Exercises: Introduction to Prediction Models
Exercise 1: Basic Prediction
A model predicts: - Home team rating: +4.5 - Away team rating: +1.2 - Home field advantage: 2.5 points
Calculate: a) The predicted point spread b) The home team's win probability (use: wp = 1 / (1 + 10^(spread/8))) c) The predicted scores if total is 46 points
Exercise 2: Brier Score Calculation
Calculate the Brier score for these predictions:
| Game | Predicted Home Win Prob | Actual Winner |
|---|---|---|
| 1 | 0.65 | Home |
| 2 | 0.72 | Home |
| 3 | 0.55 | Away |
| 4 | 0.40 | Away |
| 5 | 0.80 | Away |
Compare to the baseline Brier score of always predicting 0.50.

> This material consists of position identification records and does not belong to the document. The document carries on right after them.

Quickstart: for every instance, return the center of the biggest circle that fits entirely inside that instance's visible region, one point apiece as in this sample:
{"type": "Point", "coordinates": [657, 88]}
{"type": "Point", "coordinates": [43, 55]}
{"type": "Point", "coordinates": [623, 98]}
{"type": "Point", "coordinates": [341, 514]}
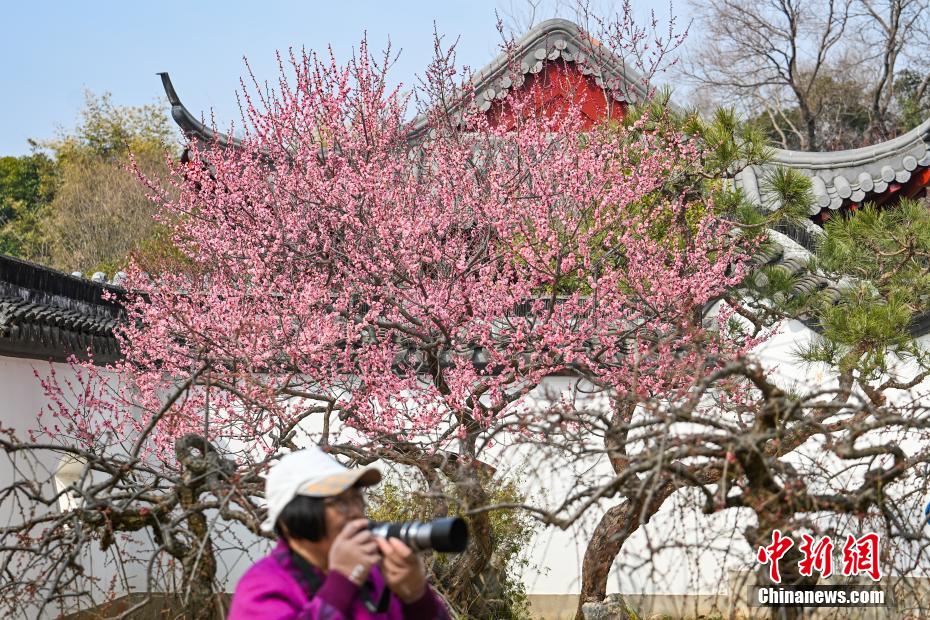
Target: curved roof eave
{"type": "Point", "coordinates": [840, 177]}
{"type": "Point", "coordinates": [189, 124]}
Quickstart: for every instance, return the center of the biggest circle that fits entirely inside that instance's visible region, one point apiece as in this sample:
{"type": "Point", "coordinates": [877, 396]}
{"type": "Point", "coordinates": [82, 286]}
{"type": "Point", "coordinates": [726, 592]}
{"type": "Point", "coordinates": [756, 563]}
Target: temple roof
{"type": "Point", "coordinates": [550, 41]}
{"type": "Point", "coordinates": [48, 314]}
{"type": "Point", "coordinates": [843, 177]}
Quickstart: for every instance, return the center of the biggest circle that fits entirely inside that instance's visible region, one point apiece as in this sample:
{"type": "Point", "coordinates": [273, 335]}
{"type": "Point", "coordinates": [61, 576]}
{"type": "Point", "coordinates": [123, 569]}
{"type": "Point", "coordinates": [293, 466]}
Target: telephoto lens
{"type": "Point", "coordinates": [448, 535]}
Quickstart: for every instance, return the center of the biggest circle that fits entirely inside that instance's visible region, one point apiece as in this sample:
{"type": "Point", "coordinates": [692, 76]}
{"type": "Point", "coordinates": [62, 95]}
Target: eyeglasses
{"type": "Point", "coordinates": [346, 501]}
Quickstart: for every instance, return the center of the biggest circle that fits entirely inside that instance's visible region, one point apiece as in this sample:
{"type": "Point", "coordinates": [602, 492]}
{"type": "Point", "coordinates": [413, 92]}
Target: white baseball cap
{"type": "Point", "coordinates": [313, 473]}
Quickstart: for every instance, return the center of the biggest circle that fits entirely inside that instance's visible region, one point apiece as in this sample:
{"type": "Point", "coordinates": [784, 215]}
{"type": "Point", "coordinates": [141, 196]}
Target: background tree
{"type": "Point", "coordinates": [815, 75]}
{"type": "Point", "coordinates": [80, 206]}
{"type": "Point", "coordinates": [27, 186]}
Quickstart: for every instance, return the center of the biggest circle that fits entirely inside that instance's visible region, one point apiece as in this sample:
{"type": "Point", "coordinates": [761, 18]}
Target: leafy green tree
{"type": "Point", "coordinates": [27, 186]}
{"type": "Point", "coordinates": [101, 213]}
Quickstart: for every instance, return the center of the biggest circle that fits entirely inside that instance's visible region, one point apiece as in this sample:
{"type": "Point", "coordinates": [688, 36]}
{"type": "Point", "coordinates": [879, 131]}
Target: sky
{"type": "Point", "coordinates": [54, 52]}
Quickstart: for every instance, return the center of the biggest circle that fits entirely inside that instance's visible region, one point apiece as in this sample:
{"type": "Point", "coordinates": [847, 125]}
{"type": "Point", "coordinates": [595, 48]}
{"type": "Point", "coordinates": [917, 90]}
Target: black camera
{"type": "Point", "coordinates": [448, 535]}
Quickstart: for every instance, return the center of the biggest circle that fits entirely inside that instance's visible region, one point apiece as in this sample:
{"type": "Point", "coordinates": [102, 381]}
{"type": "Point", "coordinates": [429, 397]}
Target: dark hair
{"type": "Point", "coordinates": [304, 517]}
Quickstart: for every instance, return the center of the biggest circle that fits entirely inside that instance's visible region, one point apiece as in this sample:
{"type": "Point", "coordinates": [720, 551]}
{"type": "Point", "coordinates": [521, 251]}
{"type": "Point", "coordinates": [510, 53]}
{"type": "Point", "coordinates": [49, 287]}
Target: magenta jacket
{"type": "Point", "coordinates": [275, 589]}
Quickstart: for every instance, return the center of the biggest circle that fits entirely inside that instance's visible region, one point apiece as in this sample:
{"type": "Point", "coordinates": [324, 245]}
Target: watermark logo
{"type": "Point", "coordinates": [859, 555]}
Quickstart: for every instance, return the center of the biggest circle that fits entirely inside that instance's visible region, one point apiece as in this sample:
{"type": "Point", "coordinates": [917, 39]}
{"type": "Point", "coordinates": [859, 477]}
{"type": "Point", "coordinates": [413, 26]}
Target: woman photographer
{"type": "Point", "coordinates": [326, 563]}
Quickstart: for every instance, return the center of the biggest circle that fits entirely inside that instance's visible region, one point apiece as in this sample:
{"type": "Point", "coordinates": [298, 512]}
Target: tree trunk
{"type": "Point", "coordinates": [466, 579]}
{"type": "Point", "coordinates": [611, 532]}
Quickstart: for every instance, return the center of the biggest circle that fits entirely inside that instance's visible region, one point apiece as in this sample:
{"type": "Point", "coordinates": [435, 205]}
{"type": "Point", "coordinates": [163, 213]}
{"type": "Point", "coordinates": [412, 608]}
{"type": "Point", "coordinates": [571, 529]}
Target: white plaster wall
{"type": "Point", "coordinates": [21, 398]}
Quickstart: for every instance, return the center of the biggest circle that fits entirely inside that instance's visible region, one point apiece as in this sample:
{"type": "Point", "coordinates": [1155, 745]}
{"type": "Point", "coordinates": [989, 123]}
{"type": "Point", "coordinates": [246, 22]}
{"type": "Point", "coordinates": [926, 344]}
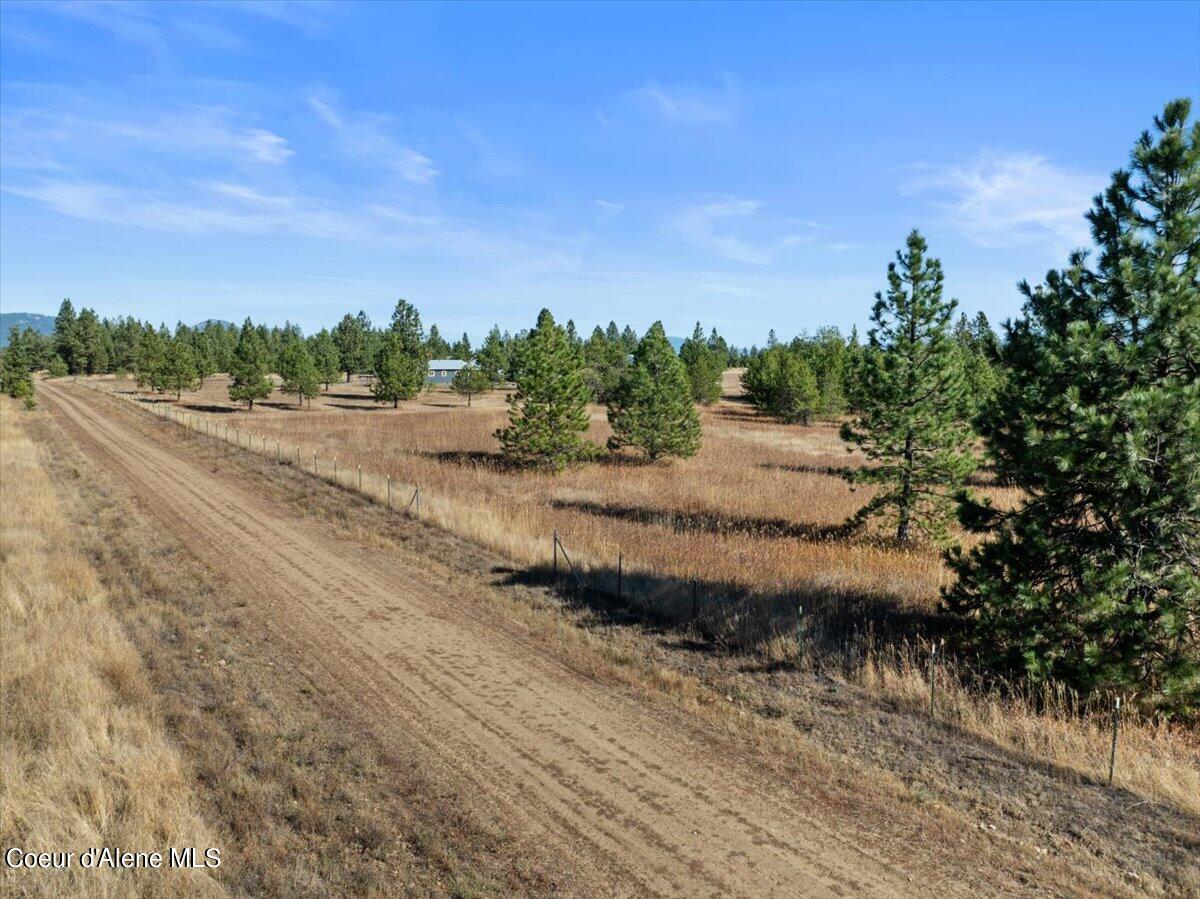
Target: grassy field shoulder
{"type": "Point", "coordinates": [984, 767]}
{"type": "Point", "coordinates": [303, 799]}
{"type": "Point", "coordinates": [84, 757]}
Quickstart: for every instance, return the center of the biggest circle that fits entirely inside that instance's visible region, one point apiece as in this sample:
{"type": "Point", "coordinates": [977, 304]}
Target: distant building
{"type": "Point", "coordinates": [442, 371]}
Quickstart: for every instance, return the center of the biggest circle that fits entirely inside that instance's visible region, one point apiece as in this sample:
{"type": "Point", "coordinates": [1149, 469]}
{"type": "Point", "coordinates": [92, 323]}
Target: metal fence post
{"type": "Point", "coordinates": [1116, 726]}
{"type": "Point", "coordinates": [933, 676]}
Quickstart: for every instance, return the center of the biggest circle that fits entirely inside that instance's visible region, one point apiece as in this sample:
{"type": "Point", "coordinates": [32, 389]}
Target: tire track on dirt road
{"type": "Point", "coordinates": [631, 799]}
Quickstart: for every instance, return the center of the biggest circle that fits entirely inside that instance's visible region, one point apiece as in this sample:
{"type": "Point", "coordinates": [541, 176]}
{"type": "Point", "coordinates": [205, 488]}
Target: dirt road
{"type": "Point", "coordinates": [630, 797]}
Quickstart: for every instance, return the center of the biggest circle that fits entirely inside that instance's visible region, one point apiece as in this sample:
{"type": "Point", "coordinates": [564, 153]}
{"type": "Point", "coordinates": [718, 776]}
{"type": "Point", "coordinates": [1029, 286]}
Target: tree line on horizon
{"type": "Point", "coordinates": [1089, 406]}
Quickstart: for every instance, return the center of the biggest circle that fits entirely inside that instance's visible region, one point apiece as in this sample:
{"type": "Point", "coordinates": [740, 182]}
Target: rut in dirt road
{"type": "Point", "coordinates": [633, 799]}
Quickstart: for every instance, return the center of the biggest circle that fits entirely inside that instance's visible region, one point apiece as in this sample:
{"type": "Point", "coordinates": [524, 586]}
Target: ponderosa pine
{"type": "Point", "coordinates": [1095, 579]}
{"type": "Point", "coordinates": [549, 409]}
{"type": "Point", "coordinates": [911, 425]}
{"type": "Point", "coordinates": [653, 411]}
{"type": "Point", "coordinates": [249, 369]}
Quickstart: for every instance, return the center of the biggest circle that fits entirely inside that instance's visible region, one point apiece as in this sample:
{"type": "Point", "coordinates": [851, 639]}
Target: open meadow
{"type": "Point", "coordinates": [727, 546]}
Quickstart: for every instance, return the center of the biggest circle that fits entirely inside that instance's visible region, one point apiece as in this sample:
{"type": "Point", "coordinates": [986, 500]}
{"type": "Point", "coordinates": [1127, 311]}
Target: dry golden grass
{"type": "Point", "coordinates": [751, 519]}
{"type": "Point", "coordinates": [83, 755]}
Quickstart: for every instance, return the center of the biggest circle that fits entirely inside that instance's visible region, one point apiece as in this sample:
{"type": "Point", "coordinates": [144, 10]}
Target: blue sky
{"type": "Point", "coordinates": [749, 166]}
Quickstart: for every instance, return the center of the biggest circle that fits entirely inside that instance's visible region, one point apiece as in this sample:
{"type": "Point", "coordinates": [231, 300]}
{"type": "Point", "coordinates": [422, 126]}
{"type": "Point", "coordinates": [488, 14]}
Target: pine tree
{"type": "Point", "coordinates": [150, 358]}
{"type": "Point", "coordinates": [911, 424]}
{"type": "Point", "coordinates": [324, 357]}
{"type": "Point", "coordinates": [178, 371]}
{"type": "Point", "coordinates": [653, 411]}
{"type": "Point", "coordinates": [89, 343]}
{"type": "Point", "coordinates": [605, 364]}
{"type": "Point", "coordinates": [400, 369]}
{"type": "Point", "coordinates": [796, 396]}
{"type": "Point", "coordinates": [66, 337]}
{"type": "Point", "coordinates": [468, 381]}
{"type": "Point", "coordinates": [402, 357]}
{"type": "Point", "coordinates": [297, 369]}
{"type": "Point", "coordinates": [547, 412]}
{"type": "Point", "coordinates": [436, 346]}
{"type": "Point", "coordinates": [780, 383]}
{"type": "Point", "coordinates": [705, 364]}
{"type": "Point", "coordinates": [1095, 577]}
{"type": "Point", "coordinates": [249, 369]}
{"type": "Point", "coordinates": [205, 354]}
{"type": "Point", "coordinates": [15, 375]}
{"type": "Point", "coordinates": [461, 349]}
{"type": "Point", "coordinates": [352, 336]}
{"type": "Point", "coordinates": [493, 357]}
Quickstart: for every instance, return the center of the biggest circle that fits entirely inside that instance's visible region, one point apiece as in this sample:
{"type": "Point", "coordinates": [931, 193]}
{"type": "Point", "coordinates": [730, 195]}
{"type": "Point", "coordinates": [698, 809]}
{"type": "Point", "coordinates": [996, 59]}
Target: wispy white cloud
{"type": "Point", "coordinates": [682, 105]}
{"type": "Point", "coordinates": [217, 207]}
{"type": "Point", "coordinates": [364, 136]}
{"type": "Point", "coordinates": [1003, 199]}
{"type": "Point", "coordinates": [737, 229]}
{"type": "Point", "coordinates": [247, 195]}
{"type": "Point", "coordinates": [155, 28]}
{"type": "Point", "coordinates": [491, 160]}
{"type": "Point", "coordinates": [193, 132]}
{"type": "Point", "coordinates": [227, 208]}
{"type": "Point", "coordinates": [700, 223]}
{"type": "Point", "coordinates": [609, 210]}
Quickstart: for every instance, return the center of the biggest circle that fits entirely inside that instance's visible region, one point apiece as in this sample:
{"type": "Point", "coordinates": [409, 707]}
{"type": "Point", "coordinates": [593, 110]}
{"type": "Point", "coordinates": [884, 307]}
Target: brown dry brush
{"type": "Point", "coordinates": [730, 546]}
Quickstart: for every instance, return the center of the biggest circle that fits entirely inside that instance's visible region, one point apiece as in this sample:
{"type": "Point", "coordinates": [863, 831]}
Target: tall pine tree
{"type": "Point", "coordinates": [911, 424]}
{"type": "Point", "coordinates": [400, 370]}
{"type": "Point", "coordinates": [549, 409]}
{"type": "Point", "coordinates": [324, 357]}
{"type": "Point", "coordinates": [705, 364]}
{"type": "Point", "coordinates": [1095, 577]}
{"type": "Point", "coordinates": [402, 358]}
{"type": "Point", "coordinates": [653, 411]}
{"type": "Point", "coordinates": [249, 369]}
{"type": "Point", "coordinates": [297, 369]}
{"type": "Point", "coordinates": [178, 372]}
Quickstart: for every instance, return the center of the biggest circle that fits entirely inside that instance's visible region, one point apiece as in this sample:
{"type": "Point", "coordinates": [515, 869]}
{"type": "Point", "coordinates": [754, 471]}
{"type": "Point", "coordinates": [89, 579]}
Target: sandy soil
{"type": "Point", "coordinates": [633, 796]}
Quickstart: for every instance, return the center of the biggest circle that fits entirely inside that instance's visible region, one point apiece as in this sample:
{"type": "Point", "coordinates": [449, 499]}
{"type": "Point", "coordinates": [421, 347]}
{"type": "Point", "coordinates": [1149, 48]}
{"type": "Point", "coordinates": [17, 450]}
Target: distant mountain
{"type": "Point", "coordinates": [42, 324]}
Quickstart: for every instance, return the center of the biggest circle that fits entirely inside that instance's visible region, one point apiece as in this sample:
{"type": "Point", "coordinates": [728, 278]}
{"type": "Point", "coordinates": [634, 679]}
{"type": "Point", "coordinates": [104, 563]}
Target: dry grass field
{"type": "Point", "coordinates": [756, 509]}
{"type": "Point", "coordinates": [727, 545]}
{"type": "Point", "coordinates": [310, 787]}
{"type": "Point", "coordinates": [84, 757]}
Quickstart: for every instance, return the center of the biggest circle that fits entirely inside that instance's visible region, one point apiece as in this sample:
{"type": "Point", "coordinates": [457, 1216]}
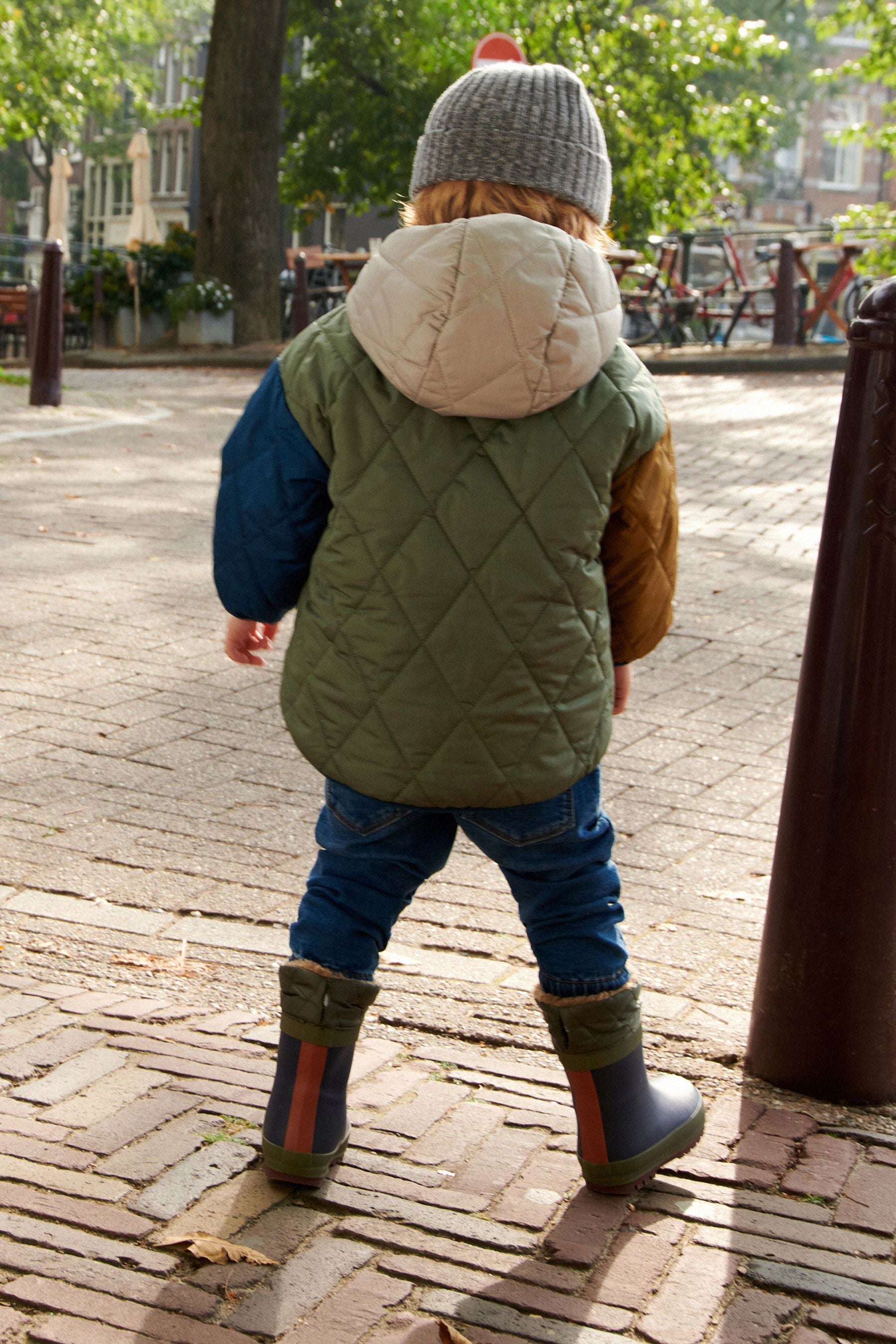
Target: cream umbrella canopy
{"type": "Point", "coordinates": [58, 208]}
{"type": "Point", "coordinates": [141, 226]}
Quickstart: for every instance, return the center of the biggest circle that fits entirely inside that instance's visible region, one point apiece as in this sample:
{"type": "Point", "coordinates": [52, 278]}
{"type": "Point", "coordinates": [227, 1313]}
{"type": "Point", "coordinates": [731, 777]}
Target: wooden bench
{"type": "Point", "coordinates": [14, 319]}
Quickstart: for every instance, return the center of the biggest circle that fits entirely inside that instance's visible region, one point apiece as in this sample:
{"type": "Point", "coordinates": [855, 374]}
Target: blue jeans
{"type": "Point", "coordinates": [555, 857]}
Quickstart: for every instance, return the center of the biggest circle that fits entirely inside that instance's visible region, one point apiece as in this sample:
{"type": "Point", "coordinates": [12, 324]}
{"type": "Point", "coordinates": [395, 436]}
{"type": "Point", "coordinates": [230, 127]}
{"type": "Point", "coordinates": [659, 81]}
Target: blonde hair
{"type": "Point", "coordinates": [447, 201]}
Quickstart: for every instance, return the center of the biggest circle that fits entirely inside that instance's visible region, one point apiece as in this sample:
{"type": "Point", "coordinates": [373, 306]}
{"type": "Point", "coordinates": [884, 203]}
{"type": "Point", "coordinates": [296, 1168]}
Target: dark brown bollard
{"type": "Point", "coordinates": [46, 365]}
{"type": "Point", "coordinates": [300, 315]}
{"type": "Point", "coordinates": [785, 325]}
{"type": "Point", "coordinates": [824, 1018]}
{"type": "Point", "coordinates": [33, 300]}
{"type": "Point", "coordinates": [99, 318]}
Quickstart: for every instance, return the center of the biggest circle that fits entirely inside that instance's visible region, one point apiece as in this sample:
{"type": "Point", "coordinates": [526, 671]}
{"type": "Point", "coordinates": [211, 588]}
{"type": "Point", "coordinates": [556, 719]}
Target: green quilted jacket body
{"type": "Point", "coordinates": [452, 644]}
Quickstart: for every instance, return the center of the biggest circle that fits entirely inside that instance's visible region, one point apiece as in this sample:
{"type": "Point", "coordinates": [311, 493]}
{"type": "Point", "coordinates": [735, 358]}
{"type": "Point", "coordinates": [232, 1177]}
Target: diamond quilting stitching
{"type": "Point", "coordinates": [409, 456]}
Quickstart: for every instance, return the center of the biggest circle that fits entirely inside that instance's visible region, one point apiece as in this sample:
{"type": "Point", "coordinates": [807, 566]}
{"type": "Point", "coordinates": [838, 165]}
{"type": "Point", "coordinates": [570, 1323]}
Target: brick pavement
{"type": "Point", "coordinates": [155, 827]}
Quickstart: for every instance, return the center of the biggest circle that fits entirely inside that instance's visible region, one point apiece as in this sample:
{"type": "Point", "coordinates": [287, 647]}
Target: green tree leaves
{"type": "Point", "coordinates": [64, 61]}
{"type": "Point", "coordinates": [679, 88]}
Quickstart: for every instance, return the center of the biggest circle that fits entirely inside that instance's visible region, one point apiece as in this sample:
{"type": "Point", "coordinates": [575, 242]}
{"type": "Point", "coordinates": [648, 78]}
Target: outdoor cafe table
{"type": "Point", "coordinates": [349, 264]}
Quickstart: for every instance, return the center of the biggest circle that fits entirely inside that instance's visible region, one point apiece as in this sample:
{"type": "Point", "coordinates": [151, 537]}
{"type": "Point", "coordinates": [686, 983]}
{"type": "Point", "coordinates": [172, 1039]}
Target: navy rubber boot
{"type": "Point", "coordinates": [631, 1125]}
{"type": "Point", "coordinates": [307, 1125]}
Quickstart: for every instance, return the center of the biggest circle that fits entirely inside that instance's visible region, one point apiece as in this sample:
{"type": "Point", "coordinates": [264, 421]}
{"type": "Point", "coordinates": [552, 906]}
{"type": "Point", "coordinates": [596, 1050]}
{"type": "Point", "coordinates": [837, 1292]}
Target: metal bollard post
{"type": "Point", "coordinates": [99, 320]}
{"type": "Point", "coordinates": [300, 314]}
{"type": "Point", "coordinates": [785, 326]}
{"type": "Point", "coordinates": [824, 1018]}
{"type": "Point", "coordinates": [46, 366]}
{"type": "Point", "coordinates": [33, 299]}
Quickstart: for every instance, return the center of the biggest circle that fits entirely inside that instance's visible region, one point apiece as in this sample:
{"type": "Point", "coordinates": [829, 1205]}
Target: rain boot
{"type": "Point", "coordinates": [631, 1125]}
{"type": "Point", "coordinates": [307, 1125]}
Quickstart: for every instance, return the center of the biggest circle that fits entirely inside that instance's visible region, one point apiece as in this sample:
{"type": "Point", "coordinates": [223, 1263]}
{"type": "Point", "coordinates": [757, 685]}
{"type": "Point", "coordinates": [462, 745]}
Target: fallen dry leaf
{"type": "Point", "coordinates": [448, 1335]}
{"type": "Point", "coordinates": [164, 965]}
{"type": "Point", "coordinates": [206, 1246]}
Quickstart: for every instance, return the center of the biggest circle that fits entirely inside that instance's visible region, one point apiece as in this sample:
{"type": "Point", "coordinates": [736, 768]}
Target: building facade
{"type": "Point", "coordinates": [820, 177]}
{"type": "Point", "coordinates": [174, 141]}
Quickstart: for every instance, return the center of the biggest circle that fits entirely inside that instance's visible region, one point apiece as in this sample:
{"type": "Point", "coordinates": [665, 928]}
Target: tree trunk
{"type": "Point", "coordinates": [238, 234]}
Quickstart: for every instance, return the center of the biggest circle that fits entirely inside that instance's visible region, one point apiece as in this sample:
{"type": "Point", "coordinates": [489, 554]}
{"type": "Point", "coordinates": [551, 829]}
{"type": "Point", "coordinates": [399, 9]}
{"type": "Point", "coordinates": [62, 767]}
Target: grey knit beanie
{"type": "Point", "coordinates": [527, 125]}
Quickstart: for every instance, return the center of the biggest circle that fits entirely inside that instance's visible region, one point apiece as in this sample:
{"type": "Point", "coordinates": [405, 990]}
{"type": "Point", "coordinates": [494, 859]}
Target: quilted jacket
{"type": "Point", "coordinates": [465, 484]}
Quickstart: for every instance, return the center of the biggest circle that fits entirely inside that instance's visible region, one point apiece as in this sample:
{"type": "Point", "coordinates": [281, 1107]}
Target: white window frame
{"type": "Point", "coordinates": [849, 159]}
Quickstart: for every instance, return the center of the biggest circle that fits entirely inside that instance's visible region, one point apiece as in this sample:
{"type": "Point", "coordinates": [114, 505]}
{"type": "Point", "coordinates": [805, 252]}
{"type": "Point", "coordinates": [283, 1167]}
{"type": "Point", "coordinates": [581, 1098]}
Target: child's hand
{"type": "Point", "coordinates": [243, 639]}
{"type": "Point", "coordinates": [622, 678]}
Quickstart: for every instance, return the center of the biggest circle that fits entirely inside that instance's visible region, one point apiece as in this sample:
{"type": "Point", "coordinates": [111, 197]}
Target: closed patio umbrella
{"type": "Point", "coordinates": [58, 205]}
{"type": "Point", "coordinates": [141, 226]}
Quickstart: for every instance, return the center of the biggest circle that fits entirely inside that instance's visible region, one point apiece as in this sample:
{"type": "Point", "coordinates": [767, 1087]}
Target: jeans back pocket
{"type": "Point", "coordinates": [360, 813]}
{"type": "Point", "coordinates": [527, 823]}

Exercise 3: Straight-Up vs ATS Accuracy
A model made these predictions vs actual results:
| Game | Predicted Spread | Vegas Spread | Actual Spread |
|---|---|---|---|
| 1 | -6.5 | -7.0 | -3 |
| 2 | -3.0 | -3.5 | -7 |
| 3 | +1.5 | +2.5 | +10 |
| 4 | -10.0 | -7.0 | -14 |
| 5 | +4.0 | +3.0 | -2 |
Calculate: a) Straight-up accuracy b) Against-the-spread accuracy c) Mean absolute error
Exercise 4: Sample Size Analysis
A model shows 58% accuracy over 50 games.
a) Calculate the standard error (SE = sqrt(p*(1-p)/n)) b) Calculate the 95% confidence interval c) Can we conclude the model is better than 50%? d) How many games would we need to be confident the model is >52%?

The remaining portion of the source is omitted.